На обратном пути в город, вновь сидя вместе с доктором Стясным в фиакре, он начал против своей воли говорить о каких-то совершенно бессмысленных вещах, рассказывать веселые, прямо-таки мальчишеские истории из давным-давно минувших дней. На несколько мгновений ему удалось прислушаться к себе как бы со стороны, ко всем этим россказням, и тут ему показалось, будто он стал стариком, он осознал смехотворность своих слов, он отнесся сам к себе с естественной снисходительностью; теперь он состоял словно бы из двух Тайтингеров сразу: из молодого и вздорного и пожилого и умного.
В прискорбном замешательстве отправился он во второй половине дня на встречу с Мацнер. Попросил и позволил подробно пересказать всю историю с брюссельскими кружевами и весь ход процесса. К собственному изумлению, понял все, включая даже коммерческую подоплеку.

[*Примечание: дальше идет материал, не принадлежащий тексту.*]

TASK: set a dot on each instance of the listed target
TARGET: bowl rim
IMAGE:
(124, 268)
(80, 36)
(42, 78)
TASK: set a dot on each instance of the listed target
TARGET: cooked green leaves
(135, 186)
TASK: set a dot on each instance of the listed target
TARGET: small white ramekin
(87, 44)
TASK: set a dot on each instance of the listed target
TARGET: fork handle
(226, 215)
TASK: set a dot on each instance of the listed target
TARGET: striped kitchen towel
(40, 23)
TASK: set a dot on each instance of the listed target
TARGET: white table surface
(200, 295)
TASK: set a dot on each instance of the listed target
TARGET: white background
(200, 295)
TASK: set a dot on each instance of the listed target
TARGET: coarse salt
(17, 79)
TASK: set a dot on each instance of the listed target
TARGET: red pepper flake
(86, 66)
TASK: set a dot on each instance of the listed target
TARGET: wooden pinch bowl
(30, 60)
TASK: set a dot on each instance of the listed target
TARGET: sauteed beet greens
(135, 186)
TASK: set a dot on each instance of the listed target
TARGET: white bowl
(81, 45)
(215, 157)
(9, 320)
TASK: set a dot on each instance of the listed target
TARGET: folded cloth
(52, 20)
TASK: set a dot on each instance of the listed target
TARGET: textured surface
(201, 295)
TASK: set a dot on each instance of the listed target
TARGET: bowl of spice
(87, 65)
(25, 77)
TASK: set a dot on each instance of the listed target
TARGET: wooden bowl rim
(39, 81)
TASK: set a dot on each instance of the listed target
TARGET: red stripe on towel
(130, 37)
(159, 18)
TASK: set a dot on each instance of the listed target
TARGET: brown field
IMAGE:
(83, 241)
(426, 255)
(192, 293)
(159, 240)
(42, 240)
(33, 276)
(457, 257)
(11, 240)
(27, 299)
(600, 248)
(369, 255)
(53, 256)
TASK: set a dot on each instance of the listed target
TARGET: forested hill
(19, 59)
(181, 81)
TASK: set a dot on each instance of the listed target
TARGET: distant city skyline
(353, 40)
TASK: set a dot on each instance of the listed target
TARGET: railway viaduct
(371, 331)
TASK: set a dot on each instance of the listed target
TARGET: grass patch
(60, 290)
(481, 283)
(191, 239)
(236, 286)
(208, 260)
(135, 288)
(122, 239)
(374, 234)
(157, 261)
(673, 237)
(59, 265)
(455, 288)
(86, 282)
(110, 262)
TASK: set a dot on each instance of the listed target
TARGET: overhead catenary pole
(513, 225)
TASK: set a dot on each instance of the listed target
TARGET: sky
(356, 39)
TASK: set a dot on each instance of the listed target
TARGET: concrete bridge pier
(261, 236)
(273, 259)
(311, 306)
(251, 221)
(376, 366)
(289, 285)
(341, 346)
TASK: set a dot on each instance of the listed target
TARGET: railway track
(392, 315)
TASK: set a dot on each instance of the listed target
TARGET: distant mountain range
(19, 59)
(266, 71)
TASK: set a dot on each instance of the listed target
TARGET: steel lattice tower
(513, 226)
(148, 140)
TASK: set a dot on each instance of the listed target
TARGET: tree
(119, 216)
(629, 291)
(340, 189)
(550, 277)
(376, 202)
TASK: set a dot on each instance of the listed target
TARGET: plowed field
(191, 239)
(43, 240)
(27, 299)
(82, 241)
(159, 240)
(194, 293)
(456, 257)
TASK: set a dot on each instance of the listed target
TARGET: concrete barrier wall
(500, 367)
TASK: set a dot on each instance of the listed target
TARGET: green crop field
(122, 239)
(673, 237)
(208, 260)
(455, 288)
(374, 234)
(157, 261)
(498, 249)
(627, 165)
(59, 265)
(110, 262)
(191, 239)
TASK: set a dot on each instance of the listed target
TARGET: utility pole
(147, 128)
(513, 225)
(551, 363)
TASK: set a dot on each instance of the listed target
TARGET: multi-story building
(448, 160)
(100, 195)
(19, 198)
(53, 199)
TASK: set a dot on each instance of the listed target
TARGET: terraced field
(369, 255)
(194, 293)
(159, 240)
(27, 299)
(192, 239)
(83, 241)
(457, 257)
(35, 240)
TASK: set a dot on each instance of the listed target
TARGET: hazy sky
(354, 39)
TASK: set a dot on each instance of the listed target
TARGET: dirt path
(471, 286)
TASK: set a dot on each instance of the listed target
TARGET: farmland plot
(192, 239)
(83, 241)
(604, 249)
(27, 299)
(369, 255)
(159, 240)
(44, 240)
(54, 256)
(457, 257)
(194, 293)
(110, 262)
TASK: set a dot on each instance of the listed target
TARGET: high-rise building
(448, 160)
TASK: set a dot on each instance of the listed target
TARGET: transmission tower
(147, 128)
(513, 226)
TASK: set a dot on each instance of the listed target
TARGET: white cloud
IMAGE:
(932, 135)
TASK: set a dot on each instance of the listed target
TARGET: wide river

От госпожи Мацнер его подташнивало. Впервые он остро ощутил разницу между скукой и отвращением. Он оказался даже в состоянии удивиться тому, насколько спокойна совесть у Мацнер, ведь весь процесс состоялся исключительно из-за ее алчности. Он чувствовал, что эта «чужая история», как он называл ее про себя, каким-то странным образом отталкивает и затягивает его одновременно, чувствовал, что безнадежно впутывается в нее. Когда Мацнер в ходе рассказа упомянула, наряду с прочими, имя Седлачека, ротмистра охватил самый настоящий страх. Он быстро расплатился и ушел, оставив госпожу Мацнер в растерянности.
— Мой адрес, господин барон! — воскликнула она и, поспешно вынув из сумочки конверт, написала на его оборотной стороне свой адрес.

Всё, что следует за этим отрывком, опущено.